October 15, 2005

Bigger is not always better

Posted at October 15, 2005 08:44 PM in Instant Messaging .

You've probably seen the news by now about MSN Messenger and Yahoo Messenger becoming interoperable sometime in the second quarter of 2006. Perhaps they feel threatened by Google, or Skype, or AOL, but in the end, I'm not sure that it will matter all that much.

Let's consider a few possible usage scenarios:

1) I use only MSN Messenger right now. I don't have much need for any of the others, or I'd be using them already. So I can connect to Yahoo now, so what?
2) I use only Yahoo Messenger right now. I don't have much need for any of the others, or I'd be using them already. So I can connect to MSN Messenger now, so what?
3) I have friends on MSN and Yahoo, and my now I've found any number of clients that let me connect to both (like Trillian). I don't even use the official clients any more. I'm certainly not going to switch back!
4) I use MSN Messenger and Yahoo, and I run both of the official clients.
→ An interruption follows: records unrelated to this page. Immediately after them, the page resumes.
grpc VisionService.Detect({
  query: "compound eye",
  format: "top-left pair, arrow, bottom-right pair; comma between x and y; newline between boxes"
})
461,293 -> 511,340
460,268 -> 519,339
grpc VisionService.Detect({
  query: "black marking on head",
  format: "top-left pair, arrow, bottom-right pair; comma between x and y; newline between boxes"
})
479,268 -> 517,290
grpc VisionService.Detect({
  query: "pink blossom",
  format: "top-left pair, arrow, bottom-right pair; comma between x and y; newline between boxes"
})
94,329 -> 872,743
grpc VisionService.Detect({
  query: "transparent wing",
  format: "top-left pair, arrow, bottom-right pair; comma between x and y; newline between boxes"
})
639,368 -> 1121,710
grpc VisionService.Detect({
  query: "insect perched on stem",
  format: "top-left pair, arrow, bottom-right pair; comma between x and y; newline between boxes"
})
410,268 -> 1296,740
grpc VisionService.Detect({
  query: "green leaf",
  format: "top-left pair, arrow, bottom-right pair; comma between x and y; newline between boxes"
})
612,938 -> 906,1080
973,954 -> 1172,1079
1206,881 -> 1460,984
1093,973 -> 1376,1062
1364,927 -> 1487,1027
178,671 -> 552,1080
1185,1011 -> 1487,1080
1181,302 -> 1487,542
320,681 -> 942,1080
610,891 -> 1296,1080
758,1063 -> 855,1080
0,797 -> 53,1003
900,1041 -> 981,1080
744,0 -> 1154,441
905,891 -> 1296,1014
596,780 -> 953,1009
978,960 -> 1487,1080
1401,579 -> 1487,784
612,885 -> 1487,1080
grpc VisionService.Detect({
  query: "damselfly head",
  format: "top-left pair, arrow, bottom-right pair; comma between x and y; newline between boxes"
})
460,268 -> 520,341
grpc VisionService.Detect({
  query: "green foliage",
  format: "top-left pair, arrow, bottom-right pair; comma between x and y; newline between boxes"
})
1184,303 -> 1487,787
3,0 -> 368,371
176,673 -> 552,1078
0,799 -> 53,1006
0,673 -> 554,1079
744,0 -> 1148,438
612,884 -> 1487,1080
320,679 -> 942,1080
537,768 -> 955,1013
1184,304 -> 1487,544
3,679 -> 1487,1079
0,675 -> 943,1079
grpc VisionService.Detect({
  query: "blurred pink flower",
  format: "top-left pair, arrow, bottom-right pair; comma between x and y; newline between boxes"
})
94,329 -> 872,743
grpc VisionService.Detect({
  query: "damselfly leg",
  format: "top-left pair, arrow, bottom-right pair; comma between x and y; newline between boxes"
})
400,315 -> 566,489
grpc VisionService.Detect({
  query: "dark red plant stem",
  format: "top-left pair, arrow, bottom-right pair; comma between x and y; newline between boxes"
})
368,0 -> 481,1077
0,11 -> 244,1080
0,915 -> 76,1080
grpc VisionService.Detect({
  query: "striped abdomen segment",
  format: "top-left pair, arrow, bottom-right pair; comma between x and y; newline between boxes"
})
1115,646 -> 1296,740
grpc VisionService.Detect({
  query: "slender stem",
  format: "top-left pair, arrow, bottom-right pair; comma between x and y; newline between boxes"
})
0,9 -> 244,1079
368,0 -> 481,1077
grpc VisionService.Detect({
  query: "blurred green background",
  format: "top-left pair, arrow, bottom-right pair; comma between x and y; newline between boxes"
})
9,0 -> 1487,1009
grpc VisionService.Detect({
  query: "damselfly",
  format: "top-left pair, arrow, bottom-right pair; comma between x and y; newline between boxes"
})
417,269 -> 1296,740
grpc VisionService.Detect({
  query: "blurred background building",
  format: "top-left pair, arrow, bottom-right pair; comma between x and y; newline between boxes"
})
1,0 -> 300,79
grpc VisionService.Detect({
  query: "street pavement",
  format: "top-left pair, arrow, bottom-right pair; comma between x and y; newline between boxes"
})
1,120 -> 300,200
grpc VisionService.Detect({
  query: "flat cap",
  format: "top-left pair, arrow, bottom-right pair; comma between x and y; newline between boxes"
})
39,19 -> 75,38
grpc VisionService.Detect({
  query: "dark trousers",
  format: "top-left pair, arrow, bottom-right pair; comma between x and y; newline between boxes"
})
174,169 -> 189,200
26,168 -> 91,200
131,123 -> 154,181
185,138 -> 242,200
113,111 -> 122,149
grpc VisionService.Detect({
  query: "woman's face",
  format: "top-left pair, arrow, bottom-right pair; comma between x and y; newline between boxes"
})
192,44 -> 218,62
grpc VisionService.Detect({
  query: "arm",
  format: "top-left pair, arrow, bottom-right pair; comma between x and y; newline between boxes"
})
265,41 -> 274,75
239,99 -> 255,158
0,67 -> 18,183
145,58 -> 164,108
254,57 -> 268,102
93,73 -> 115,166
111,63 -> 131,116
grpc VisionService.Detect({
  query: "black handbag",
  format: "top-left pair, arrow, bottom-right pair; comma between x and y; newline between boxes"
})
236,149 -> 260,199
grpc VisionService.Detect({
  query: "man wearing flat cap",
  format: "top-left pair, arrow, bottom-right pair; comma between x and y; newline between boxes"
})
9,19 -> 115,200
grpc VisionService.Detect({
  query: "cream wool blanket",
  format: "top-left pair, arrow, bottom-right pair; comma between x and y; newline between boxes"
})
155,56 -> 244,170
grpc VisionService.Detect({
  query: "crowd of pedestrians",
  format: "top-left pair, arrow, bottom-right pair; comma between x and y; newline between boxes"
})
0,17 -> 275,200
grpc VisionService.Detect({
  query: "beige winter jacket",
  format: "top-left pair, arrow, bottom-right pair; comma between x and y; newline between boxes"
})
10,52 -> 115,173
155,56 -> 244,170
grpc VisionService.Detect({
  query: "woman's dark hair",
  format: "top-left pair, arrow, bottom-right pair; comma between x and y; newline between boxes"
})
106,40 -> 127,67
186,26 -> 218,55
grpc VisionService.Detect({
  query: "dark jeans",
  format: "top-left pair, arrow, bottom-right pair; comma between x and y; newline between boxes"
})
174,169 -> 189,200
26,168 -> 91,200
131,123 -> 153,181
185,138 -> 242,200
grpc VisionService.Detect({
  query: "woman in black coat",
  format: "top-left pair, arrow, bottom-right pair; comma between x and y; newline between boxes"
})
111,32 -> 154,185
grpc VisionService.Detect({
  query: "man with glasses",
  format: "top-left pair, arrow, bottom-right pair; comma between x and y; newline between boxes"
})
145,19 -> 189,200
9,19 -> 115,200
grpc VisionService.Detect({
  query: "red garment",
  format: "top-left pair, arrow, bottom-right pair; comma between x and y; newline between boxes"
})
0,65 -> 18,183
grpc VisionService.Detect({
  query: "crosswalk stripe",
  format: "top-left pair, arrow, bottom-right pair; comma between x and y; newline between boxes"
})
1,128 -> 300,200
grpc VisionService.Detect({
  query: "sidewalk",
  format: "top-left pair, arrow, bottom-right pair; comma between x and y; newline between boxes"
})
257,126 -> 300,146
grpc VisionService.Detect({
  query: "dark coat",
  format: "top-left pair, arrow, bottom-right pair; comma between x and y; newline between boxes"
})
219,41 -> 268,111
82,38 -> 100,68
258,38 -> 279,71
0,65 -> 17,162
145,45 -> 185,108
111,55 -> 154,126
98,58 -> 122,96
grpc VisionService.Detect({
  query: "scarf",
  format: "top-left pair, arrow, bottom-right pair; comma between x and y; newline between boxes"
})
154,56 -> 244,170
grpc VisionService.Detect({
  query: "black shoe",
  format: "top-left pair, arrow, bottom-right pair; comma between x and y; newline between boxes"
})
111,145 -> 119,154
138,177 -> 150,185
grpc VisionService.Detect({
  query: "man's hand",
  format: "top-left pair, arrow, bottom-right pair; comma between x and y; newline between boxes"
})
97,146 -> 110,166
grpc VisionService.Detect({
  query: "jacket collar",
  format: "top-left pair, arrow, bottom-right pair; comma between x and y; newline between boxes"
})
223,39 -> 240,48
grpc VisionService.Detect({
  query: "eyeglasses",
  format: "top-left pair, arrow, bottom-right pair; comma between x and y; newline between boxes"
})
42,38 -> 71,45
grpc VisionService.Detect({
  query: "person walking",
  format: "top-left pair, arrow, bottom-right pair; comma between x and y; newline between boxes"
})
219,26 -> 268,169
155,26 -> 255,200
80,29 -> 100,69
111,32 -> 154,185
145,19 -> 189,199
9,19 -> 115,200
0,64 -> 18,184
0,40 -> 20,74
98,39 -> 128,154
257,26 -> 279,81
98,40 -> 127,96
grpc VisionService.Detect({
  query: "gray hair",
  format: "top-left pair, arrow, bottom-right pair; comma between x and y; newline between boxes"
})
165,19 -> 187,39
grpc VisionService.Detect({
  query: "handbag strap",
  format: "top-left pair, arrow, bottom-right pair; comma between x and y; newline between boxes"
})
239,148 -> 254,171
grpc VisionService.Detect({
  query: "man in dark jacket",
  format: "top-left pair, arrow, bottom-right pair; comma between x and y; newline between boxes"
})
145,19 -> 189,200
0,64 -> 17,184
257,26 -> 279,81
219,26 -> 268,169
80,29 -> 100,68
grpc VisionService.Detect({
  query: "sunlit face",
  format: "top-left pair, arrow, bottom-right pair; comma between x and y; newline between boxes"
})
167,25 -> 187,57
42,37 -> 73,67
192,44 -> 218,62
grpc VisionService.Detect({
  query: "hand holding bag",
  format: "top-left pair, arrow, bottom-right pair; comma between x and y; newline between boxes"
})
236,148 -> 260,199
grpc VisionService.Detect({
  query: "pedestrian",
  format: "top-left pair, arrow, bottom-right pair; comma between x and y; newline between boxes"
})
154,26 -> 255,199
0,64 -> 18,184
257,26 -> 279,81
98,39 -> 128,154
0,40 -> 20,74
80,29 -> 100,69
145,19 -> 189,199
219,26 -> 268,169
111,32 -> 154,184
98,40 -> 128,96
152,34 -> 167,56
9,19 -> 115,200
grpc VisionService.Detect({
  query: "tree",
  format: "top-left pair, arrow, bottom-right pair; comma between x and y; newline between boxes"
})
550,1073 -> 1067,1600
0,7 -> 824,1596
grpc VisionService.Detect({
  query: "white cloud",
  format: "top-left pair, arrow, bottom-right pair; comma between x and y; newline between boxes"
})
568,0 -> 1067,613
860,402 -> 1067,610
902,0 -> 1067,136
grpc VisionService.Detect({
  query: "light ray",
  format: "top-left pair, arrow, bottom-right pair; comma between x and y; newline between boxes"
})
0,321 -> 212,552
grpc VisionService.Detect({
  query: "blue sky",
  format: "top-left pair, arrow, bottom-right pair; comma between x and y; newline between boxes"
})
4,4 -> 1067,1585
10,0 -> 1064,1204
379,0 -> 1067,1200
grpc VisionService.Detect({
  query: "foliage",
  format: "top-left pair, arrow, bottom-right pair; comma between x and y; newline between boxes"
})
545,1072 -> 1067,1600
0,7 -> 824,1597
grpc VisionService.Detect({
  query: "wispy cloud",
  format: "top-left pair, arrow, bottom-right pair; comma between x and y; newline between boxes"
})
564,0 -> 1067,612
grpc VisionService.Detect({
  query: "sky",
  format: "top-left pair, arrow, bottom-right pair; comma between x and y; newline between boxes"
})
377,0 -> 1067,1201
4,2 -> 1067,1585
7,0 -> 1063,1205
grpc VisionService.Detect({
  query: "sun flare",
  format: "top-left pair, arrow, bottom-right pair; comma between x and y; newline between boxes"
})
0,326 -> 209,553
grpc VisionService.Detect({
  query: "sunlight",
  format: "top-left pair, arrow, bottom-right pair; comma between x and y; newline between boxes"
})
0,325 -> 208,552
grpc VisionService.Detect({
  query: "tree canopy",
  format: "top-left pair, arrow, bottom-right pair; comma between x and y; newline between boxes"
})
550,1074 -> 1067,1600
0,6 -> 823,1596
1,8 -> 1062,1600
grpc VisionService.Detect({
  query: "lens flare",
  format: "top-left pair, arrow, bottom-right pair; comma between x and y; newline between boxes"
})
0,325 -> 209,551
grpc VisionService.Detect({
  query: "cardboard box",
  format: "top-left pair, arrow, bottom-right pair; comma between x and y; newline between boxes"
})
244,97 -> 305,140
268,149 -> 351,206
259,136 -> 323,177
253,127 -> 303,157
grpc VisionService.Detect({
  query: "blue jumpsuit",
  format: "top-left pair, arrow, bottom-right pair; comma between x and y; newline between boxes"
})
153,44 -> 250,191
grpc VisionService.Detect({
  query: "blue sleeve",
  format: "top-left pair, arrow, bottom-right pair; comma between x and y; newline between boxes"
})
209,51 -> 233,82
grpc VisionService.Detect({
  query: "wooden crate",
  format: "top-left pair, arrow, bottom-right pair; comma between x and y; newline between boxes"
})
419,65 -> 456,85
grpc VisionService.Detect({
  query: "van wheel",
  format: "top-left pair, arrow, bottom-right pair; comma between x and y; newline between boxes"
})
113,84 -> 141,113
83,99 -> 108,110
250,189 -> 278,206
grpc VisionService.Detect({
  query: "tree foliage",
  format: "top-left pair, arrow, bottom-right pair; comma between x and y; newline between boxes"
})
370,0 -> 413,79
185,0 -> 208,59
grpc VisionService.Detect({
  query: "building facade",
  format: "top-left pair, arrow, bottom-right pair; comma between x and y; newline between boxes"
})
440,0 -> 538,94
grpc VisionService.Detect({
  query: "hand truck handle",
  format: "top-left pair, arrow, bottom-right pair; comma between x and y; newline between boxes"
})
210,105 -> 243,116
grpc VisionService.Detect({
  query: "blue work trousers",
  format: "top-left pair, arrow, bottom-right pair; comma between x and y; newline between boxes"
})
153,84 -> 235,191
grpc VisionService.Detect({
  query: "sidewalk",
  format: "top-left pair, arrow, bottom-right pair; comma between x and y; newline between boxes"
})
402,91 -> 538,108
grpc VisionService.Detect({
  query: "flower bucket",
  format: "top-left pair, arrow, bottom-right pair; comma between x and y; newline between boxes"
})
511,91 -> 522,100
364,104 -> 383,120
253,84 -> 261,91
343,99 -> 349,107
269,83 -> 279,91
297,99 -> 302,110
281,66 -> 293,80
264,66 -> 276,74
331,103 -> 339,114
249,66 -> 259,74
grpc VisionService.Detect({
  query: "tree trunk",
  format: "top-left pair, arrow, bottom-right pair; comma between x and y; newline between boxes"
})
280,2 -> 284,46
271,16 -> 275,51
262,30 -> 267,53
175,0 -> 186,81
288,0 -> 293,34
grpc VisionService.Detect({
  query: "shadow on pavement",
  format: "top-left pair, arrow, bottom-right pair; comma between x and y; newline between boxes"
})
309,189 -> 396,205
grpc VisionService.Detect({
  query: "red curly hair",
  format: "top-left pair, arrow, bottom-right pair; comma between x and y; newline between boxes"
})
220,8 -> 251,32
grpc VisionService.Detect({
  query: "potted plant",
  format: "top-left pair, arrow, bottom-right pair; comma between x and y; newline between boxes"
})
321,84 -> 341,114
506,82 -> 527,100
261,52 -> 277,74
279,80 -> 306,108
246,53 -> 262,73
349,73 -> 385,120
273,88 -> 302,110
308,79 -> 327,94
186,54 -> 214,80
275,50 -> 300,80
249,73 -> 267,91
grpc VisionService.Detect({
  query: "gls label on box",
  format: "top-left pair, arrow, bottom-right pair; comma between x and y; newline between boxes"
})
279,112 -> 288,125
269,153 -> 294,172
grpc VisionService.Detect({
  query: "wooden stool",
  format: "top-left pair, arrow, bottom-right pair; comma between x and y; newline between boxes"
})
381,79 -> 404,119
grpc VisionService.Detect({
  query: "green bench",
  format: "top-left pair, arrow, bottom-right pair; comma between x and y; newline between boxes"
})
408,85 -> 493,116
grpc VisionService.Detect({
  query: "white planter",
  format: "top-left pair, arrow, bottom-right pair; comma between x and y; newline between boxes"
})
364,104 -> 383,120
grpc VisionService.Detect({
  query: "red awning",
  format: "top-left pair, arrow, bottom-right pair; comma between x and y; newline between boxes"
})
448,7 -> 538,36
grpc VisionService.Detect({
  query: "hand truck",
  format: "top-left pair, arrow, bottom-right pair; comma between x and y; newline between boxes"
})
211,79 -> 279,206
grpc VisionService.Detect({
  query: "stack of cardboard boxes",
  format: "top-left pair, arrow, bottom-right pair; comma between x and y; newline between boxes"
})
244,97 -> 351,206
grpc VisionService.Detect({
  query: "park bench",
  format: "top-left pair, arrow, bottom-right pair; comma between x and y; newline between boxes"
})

Now I'll have whatever merged messenger they come up with, and possibly have to settle for a common feature base. This sounds more like a pain than a help.

What am I missing? What's the usage scenario that really makes it useful for MSN and Yahoo to interoperate? Is this a marketing thing, so they can say they are the largest IM network in the world?

Basically, I'd really appreciate if someone could tell me why I should care about this. :)

Comments

Well, maybe they will merge messengers together to have just one? doubtful but possible. i dont think they will merge protocols...although anything is possible i guess.

to answer your points, all theoretical answers...
1) now the msn users will see yahoo users, they can now meet a few million more people
2) same as above
3) this person may want to swich because they can now run one client that is official, and not trillian. assuming their only reason for running trillian was to use only one client
4) depending on how the clients are merged, a person could continue to run both clients or be relatively unaffected by the merge.

i think its all a marketting thing, you're essentially doubling the amount of users that everyone can communicate with. if i was choosing an IM client, i'd want to be able to use that one client to talk to as many people as possible.

Posted by Sonic_Molson at October 16, 2005 11:21 AM

I think it is because, as you said, they feel threatened.

5) Messengers stay the same, except for added functionality of connecting to yahoo/msn network.

I think those who use only msn and yahoo would be happy to ditch third-party clients (trillian/gaim) that do not support advanced features (audio/video/images) as well as official clients.

Why you should care? You probably shouldn't unless you care about Google's effort to "unite" IM services which could possibly be slowed down by this "merger." Actually, even if that is the case, I don't see any big reason to care too much.